Because we had the disk space issue, we needed to filter replication; selected data will be replicated By Date column.
The source table insertion mode is APPEND, which rarely updates. During the creation of the subscription Filtering tab, when I run the verify button it returns an error like the below.
BUSINESS_DATE column data type is TIMESTAMP(0).
Error message details :
cannot parse expression : BUSINESS_DATE > '2017-12-18 00:00:00.0"
Cannot return as a date
I've read the documentation, but I cannot understand it, and there is no sample expression that fulfills my scenario. I am not sure why CDC cannot perform filtering using the timestamp data type column.
When I try to convert my timestamp column into char format, then CDC finds it is valid:
%TOCHARFORMAT(BUSINESS_DATE,'yyyy.MM.dd HH:mm:ss') > '2017.12.18 00:00:00'
%TOCHARFORMAT(BUSINESS_DATE,'yyyyMMdd') > '20171218'
As I don't have any development environment, I'm not convinced enough to run it.
I expect some performance issues, sinces every row of (business_date) will need to be converted in the first place, before comparing to the filtering condition.
At the end, my table mapping is filtered by another column (bigint data type). I'm just curious why the refresh process does not seem to be using any index for filtering rows (the query that CDC runs in the source database is not using any filter), although it helps to accelerate the refreshing, because not every data will need to be inserted to the target table.
Can CDC perform filtering using the timestamp data type column? Any suggestions?
I think the problem with your original filter expression was that the literal was evaluated as a character data type. I suppose you cannot perform comparisons between different data types by doing some casting.

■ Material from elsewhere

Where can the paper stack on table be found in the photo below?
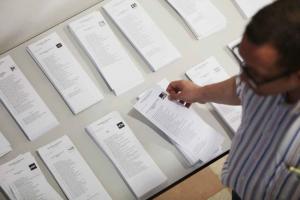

Regarding the refresh, CDC always performs a full table scan. I imagine the reason is that the row filtering could include tests that cannot be supported by any sort of SQL where clause, including user exits and journal control columns and because when it is scraping the transaction log, it is not using any filtering supplied by the database, so this avoids any issues where there is a mismatch between filtering logic in the refresh and in mirroring, which could occur if refresh used a database filter and mirroring used a native filter.